Miser sur l’humain : une formation pour garnir sa boîte à outils en gestion de la performance

Ingrid Kelada, Psychologue organisationelle - gestion de la performanceEn bon gestionnaire, on aspire à bâtir des équipes performantes et à accroître la motivation au travail. Miser sur l'humain peut se révéler une tâche aussi stimulante qu'ardue. Comment faire preuve de flexibilité et d'ouverture tout en exerçant son leadership? Interagit-on de la même façon avec les générations des baby-boomers et des milléniaux? Les équipes mixtes, ça fonctionne? La psychologue organisationnelle Ingrid Kelada apportera des réponses concrètes à ces questions lors de la formation sur la gestion de la performance qu'elle donnera le 9 novembre à Québec et le 12 novembre à Montréal. Nous avons demandé à cette spécialiste du comportement humain de nous éclairer sur sa formation.

Pourquoi des ingénieurs ou des professionnels viendraient-ils se former en gestion de la performance?

«Pour avoir des outils sur tout l'aspect humain en milieu de travail!» résume Ingrid Kelada, psychologue organisationnelle. Cette formation permet de «savoir comment développer le plein potentiel des personnes et des équipes sous sa responsabilité, peu importe les différences et les motivations. Cela implique d'évaluer les compétences individuelles et de personnaliser son approche selon les profils. Pour ma part, j'identifie six catégories d'employés selon une échelle de performance au travail allant de faible à élevée.» explique Mme Kelada.

Se familiariser avec ces 6 approches différentes en gestion de la performance permet au gestionnaire de s’adapter à chaque employé. L’échelle de performance permet ainsi de bien comprendre les synergies d’équipe selon les profils d’employés. Cette méthode favorise l’augmentation de la collaboration de tous et la mobilisation de l’équipe.

La mobilisation des équipes et la gestion de la performance en contexte de diversité

La gestion des équipes, en contexte de diversité intergénérationnelle, homme/femme ou encore interculturelle, nécessite une adaptation du style de gestion. Le gestionnaire a le rôle d’assurer le continuum de l’équité et d’adopter de nouveaux outils pour faciliter la synergie des équipes.

«Les gestionnaires, déjà en exercice ou en devenir, ont donc une belle occasion de s'outiller. C'est une chose d'avoir des connaissances techniques, c'est autre chose d'adopter une posture de leadership positive et basée sur le respect et l'écoute. Les études en génie ne préparent pas nécessairement à comprendre les dynamiques comportementales.»

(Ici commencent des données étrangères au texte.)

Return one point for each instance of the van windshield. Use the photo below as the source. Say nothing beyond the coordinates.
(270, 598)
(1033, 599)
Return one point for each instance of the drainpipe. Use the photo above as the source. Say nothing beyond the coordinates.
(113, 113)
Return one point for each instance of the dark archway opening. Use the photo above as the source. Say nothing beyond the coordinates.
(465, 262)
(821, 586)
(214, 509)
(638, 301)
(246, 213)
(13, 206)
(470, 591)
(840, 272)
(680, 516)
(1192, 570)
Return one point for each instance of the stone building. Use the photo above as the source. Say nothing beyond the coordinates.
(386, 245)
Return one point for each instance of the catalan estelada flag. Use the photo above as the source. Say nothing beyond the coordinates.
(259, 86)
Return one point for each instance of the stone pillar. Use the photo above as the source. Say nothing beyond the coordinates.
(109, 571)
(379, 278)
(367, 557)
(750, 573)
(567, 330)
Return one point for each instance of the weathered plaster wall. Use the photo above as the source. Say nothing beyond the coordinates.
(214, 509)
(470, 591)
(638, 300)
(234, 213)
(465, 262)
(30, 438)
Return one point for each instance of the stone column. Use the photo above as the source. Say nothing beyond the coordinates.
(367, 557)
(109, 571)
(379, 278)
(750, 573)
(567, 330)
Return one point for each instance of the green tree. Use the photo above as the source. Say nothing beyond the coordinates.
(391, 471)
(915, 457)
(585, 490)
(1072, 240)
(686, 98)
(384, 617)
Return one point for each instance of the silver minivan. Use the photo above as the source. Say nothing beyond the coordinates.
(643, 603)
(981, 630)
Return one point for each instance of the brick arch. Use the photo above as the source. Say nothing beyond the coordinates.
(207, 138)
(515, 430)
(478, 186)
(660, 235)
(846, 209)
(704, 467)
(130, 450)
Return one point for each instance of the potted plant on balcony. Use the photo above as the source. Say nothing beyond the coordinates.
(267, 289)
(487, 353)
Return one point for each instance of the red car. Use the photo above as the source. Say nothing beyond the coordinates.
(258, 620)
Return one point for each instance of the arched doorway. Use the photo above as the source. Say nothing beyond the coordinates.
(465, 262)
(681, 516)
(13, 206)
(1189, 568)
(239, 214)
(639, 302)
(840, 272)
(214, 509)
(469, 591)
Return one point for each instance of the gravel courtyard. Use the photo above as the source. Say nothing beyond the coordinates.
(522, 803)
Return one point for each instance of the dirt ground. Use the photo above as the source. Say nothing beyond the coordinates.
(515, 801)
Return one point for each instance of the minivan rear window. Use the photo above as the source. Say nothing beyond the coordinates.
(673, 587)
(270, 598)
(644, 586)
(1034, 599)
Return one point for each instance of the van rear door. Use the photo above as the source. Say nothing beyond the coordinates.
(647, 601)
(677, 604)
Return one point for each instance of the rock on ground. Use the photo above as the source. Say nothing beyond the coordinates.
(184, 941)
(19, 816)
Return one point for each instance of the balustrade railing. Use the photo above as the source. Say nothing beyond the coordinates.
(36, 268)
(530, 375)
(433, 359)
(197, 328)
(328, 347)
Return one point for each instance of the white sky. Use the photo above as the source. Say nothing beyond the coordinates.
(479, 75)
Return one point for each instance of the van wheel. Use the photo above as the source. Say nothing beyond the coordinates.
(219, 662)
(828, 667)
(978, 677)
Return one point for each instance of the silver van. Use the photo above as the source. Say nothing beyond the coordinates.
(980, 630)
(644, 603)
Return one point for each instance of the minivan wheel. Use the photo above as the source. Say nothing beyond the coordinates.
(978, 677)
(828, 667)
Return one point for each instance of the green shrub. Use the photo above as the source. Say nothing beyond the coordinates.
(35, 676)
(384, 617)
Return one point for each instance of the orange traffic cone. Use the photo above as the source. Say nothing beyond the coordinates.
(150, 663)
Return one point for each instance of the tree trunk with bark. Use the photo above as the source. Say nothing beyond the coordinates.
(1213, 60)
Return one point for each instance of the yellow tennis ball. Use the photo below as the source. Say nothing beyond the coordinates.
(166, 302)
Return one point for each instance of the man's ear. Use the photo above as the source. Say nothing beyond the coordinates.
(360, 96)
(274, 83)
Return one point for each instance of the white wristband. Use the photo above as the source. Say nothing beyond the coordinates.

La productivité d’une équipe dépend d’une gestion de la performance efficace

La formation présente en trois grands blocs :

  1. les étapes à suivre et les pièges à éviter pour développer des équipes performantes;
  2. les divers facteurs de motivation des employés dans l'atteinte des résultats, des conditions salariales à l'équilibre travail-famille-vie personnelle;
  3. la gestion des différences au sein d'une équipe.

Ingrid Kelada, formatrice en gestion de performance, précise «Je traite ces trois sujets en variant les activités et en amenant des exemples concrets, des statistiques, des données issues de recherches scientifiques, etc. Les participants et participantes repartent avec une foule de trucs et de conseils qu'ils pourront appliquer immédiatement dans leur contexte professionnel.»

Des applications concrètes des principes de gestion de performance

Ces outils de gestion de mixité sont axés sur la compréhension des différences notamment sur le plan culturel, générationnel, et en fonction de la personnalité des employés. Les méthodes visent l’obtention de solutions et de résultats concrets tels que l’explique Mme Kelada : «Je pratique une psychologie positive qui est centrée sur les solutions. J'espère amener des gestionnaires à reconnaître l'influence qu'ils et elles peuvent exercer au sein de leur organisation pour gérer les relations professionnelles, pour augmenter la collaboration, pour exploiter tous les talents. Il n'y a pas de mauvais profils, mais une diversité de profils dont on peut favoriser la complémentarité. Il s'agit de voir comme une richesse les différences, par exemple entre hommes et femmes, entre les générations ou entre les cultures.»